Chapter 7 - Non Linear Regression Flashcards
Strategy for Non-linear regression
define basis functions: Y = b0 + b1*f1(X) + …
fit this model through least squares regression
options for f include polynomial functions, indicator functions (results in a step fcn), piecewise polynomials, local regression
Cubic Splines
1) define a set of knots
2) we want the function f(X) to be
- cubic polynomial between each set of knots
- be continuous at each knot
- have continuous first and second derivatives at each knot
result: f can be written as K + 3 basis functions
Y = B0 + B1X + B2X^2 + B3X^3 + B4h(X,knot1) + …. + B_K+3*h(X,knot_K)
where h(X,knot) is a piecewise fcn that is (X - knot)^3 if x>0, otherwise 0
Natural cubic spline
linear for start and end of cubic spline
Choosing number and location of knots
location of knots is usually quantiles of X (K < n). find the spline which minimizes RSS
number of knots K is chosen by CV
Natural cubic splines v polynomial regression
- splines can fit complex functions with a few parameters
- polynomials require high degree terms to be flexible, but high degree polynomials can be unstable at edges
Smoothing splines - definition and 2 facts.
find the function which minimizes the fcn:
sum[(y_i - f(x))^2] + lambda integral f’‘(x)^2 dx
which is the RSS of the model plus a penalty for roughness. we find lambda by CV
turns out that the minimizer of this smoothing fcn is a natural cubic spline with knots at the training points.
NOTE: don’t find a cubic spline that minimizes to RSS = 0 (this would be overfitting). obtaining this fcn is similar to ridge regression
deriving a smoothing spline
- write it out -
Choosing the regularization parameter in smoothing splines
choose lambda by CV, we can solve for all lambda by diagonalizing a matrix.

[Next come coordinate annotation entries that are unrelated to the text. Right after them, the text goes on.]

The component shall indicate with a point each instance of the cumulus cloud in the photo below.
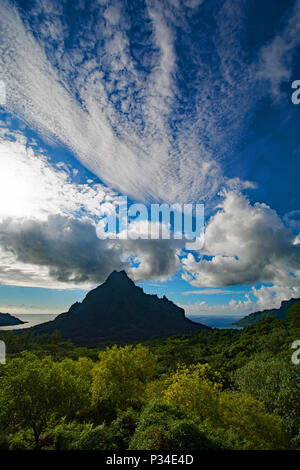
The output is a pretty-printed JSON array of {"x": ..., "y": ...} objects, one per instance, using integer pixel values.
[
  {"x": 233, "y": 307},
  {"x": 245, "y": 244},
  {"x": 63, "y": 251}
]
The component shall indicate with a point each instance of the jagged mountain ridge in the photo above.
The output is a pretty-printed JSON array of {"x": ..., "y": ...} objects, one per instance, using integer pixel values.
[{"x": 118, "y": 310}]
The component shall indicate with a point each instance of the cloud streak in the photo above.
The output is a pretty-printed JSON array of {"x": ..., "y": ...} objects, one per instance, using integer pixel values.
[{"x": 114, "y": 94}]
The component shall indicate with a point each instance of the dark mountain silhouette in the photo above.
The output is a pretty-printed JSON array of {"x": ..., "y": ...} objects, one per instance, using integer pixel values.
[
  {"x": 118, "y": 310},
  {"x": 9, "y": 320},
  {"x": 279, "y": 313}
]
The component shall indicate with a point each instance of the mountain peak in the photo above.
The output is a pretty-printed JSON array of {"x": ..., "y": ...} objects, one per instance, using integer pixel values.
[{"x": 118, "y": 310}]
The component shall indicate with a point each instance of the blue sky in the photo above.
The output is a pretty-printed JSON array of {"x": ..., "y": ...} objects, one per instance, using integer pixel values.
[{"x": 179, "y": 101}]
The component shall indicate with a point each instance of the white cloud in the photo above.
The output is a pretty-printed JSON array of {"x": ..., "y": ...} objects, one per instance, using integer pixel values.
[
  {"x": 246, "y": 244},
  {"x": 276, "y": 57},
  {"x": 31, "y": 187},
  {"x": 119, "y": 127},
  {"x": 214, "y": 291},
  {"x": 238, "y": 308}
]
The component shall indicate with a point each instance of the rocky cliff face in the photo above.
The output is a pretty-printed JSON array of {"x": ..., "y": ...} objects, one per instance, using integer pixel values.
[{"x": 118, "y": 310}]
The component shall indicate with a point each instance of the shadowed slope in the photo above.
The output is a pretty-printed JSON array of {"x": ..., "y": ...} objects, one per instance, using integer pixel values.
[{"x": 118, "y": 310}]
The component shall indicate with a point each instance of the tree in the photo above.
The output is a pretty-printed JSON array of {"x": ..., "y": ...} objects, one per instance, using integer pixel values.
[
  {"x": 34, "y": 392},
  {"x": 194, "y": 390},
  {"x": 274, "y": 382},
  {"x": 246, "y": 425},
  {"x": 121, "y": 374},
  {"x": 164, "y": 427}
]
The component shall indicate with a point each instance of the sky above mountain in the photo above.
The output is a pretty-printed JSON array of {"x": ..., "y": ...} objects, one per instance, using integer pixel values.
[{"x": 179, "y": 101}]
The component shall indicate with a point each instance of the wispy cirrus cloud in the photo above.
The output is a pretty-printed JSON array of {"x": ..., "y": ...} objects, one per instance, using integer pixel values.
[{"x": 112, "y": 92}]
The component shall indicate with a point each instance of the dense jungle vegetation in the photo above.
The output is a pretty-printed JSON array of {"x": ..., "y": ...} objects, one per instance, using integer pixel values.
[{"x": 218, "y": 389}]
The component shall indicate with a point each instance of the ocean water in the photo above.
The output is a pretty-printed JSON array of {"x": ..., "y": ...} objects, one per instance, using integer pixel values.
[
  {"x": 218, "y": 321},
  {"x": 214, "y": 321},
  {"x": 31, "y": 320}
]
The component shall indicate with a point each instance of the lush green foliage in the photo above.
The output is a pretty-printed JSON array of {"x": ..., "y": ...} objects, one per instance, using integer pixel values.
[{"x": 219, "y": 389}]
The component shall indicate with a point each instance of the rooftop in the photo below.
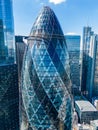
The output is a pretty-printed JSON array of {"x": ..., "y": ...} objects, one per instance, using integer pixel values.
[{"x": 85, "y": 105}]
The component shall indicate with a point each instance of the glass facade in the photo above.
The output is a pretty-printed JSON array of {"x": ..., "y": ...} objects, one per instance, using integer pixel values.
[
  {"x": 9, "y": 100},
  {"x": 87, "y": 33},
  {"x": 7, "y": 44},
  {"x": 45, "y": 81},
  {"x": 89, "y": 77},
  {"x": 73, "y": 45}
]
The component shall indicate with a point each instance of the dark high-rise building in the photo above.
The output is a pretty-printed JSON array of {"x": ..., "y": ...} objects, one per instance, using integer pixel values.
[
  {"x": 20, "y": 43},
  {"x": 73, "y": 45},
  {"x": 7, "y": 46},
  {"x": 45, "y": 84},
  {"x": 89, "y": 71},
  {"x": 9, "y": 95},
  {"x": 87, "y": 33}
]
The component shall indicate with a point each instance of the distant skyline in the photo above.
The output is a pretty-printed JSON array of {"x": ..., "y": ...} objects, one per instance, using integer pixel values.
[{"x": 73, "y": 15}]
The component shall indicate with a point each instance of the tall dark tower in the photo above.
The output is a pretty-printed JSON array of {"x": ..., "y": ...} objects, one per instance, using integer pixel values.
[
  {"x": 9, "y": 100},
  {"x": 45, "y": 81}
]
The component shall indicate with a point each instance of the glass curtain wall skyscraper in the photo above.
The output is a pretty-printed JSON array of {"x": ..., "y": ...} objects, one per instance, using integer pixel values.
[
  {"x": 73, "y": 45},
  {"x": 89, "y": 77},
  {"x": 45, "y": 84},
  {"x": 87, "y": 33},
  {"x": 7, "y": 45},
  {"x": 9, "y": 94}
]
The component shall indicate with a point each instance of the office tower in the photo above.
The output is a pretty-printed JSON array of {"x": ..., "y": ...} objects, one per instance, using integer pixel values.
[
  {"x": 89, "y": 70},
  {"x": 45, "y": 84},
  {"x": 92, "y": 86},
  {"x": 20, "y": 43},
  {"x": 73, "y": 45},
  {"x": 9, "y": 100},
  {"x": 7, "y": 46},
  {"x": 87, "y": 32}
]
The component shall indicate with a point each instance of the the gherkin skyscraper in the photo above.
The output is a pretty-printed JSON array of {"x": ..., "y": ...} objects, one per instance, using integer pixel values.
[{"x": 45, "y": 81}]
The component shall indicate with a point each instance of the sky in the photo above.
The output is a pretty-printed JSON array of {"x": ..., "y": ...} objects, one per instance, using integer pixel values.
[{"x": 73, "y": 15}]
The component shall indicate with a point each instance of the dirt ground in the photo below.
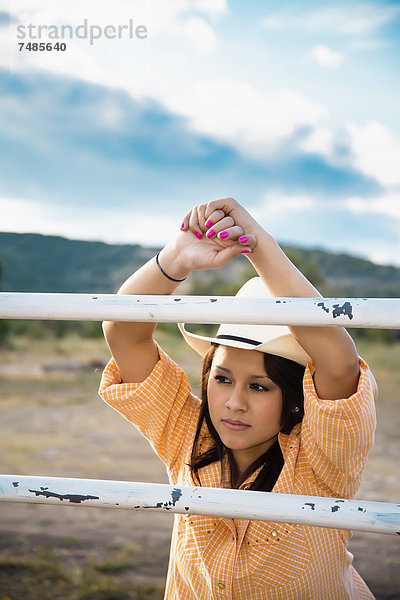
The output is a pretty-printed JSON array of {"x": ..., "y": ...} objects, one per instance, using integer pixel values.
[{"x": 54, "y": 424}]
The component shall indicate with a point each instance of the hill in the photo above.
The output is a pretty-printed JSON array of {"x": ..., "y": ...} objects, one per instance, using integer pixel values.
[{"x": 39, "y": 263}]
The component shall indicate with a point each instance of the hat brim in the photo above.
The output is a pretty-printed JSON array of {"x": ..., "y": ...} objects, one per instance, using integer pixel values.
[{"x": 285, "y": 346}]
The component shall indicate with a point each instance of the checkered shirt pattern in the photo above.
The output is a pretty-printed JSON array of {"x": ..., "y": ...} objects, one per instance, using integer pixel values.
[{"x": 231, "y": 559}]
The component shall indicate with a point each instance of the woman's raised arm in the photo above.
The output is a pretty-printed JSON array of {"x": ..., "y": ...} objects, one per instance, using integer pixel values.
[
  {"x": 132, "y": 344},
  {"x": 331, "y": 348}
]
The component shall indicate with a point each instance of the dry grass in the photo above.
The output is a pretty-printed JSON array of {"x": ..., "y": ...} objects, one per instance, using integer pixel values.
[{"x": 54, "y": 424}]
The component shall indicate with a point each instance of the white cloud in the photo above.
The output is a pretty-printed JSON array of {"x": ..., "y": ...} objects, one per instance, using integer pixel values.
[
  {"x": 387, "y": 204},
  {"x": 235, "y": 112},
  {"x": 211, "y": 7},
  {"x": 199, "y": 33},
  {"x": 320, "y": 141},
  {"x": 326, "y": 57},
  {"x": 112, "y": 225},
  {"x": 375, "y": 152}
]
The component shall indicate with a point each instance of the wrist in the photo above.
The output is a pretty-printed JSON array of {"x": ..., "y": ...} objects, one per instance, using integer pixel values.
[{"x": 171, "y": 265}]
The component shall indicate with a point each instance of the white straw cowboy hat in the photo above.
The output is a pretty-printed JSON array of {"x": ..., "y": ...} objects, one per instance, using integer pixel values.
[{"x": 272, "y": 339}]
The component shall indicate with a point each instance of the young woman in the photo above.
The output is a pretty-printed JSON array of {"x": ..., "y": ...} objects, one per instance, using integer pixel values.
[{"x": 282, "y": 411}]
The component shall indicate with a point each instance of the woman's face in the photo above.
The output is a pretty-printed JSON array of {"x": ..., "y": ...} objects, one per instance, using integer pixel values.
[{"x": 245, "y": 405}]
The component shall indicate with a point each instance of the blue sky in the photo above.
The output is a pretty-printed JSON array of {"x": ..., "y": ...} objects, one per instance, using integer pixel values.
[{"x": 290, "y": 107}]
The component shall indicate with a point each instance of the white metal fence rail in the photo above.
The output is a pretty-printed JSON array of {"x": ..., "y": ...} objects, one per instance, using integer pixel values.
[
  {"x": 348, "y": 312},
  {"x": 339, "y": 513},
  {"x": 378, "y": 517}
]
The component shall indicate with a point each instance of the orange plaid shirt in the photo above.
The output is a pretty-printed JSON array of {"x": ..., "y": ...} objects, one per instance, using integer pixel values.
[{"x": 232, "y": 559}]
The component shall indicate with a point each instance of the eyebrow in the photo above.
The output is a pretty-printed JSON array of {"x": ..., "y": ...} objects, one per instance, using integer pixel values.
[{"x": 251, "y": 376}]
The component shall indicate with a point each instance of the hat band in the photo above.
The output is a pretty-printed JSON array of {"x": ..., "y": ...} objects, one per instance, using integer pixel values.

There is a shortcut for LOOCV
Local Linear Regression
Span is the fraction of training samples used in each regression (span is chosen by CV)

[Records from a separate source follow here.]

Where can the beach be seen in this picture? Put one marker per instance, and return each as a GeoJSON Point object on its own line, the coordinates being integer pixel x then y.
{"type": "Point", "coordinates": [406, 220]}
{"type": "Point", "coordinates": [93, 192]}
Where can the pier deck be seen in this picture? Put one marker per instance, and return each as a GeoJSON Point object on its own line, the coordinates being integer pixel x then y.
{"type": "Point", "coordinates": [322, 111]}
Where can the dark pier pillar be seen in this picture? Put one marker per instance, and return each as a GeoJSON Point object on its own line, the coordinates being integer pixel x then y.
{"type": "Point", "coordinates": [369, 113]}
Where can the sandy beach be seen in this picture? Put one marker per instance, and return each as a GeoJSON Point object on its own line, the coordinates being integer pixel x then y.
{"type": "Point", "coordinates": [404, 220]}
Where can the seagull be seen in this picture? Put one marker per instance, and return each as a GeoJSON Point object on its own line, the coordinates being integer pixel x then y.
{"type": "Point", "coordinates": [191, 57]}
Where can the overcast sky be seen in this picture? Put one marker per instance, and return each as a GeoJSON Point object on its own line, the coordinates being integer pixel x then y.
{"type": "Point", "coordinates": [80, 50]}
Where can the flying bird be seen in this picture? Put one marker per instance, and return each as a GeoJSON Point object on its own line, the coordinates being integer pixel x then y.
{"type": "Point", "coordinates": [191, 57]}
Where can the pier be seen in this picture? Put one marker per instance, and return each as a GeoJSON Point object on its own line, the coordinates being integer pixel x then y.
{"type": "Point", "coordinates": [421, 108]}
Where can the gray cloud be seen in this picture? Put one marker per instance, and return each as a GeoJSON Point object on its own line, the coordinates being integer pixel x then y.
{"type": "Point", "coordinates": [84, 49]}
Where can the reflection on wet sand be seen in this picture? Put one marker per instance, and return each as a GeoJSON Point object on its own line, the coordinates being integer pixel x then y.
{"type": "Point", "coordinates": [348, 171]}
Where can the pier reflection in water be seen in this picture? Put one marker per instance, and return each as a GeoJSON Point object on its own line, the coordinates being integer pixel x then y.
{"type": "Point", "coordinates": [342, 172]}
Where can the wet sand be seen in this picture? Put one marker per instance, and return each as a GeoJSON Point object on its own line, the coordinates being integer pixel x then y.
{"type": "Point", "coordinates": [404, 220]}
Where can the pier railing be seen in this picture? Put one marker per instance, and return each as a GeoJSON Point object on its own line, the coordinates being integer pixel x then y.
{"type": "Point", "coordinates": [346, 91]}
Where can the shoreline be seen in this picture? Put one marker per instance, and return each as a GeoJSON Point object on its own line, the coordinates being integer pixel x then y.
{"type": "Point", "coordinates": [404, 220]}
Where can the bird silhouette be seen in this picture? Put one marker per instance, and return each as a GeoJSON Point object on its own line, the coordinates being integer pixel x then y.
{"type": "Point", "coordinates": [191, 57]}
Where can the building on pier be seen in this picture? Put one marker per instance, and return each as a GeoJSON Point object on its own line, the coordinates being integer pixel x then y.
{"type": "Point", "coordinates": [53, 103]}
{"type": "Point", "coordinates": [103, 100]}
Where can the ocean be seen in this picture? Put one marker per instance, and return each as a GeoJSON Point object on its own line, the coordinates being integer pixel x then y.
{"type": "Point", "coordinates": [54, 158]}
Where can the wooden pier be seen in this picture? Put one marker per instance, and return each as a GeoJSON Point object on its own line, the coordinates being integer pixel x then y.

to predict the regression fcn f at an input x:
1) assign a weight K to the training point x_i such that K = 0 if x_i is not one of the k nearest neighbors of x, and K decreases as distance between x_i and x increases
2) perform a weighted least squares regression; i.e., find (Beta0, Beta1) which minimize sum[K(y - Beta0 - Beta1X)]
3) predict fhat(x) = Beta0 + Beta1(x)
GAMs - algorithm
extension of non-linear models to multiple predictors.
If functions f have a basis representation, we can use least squares to fit.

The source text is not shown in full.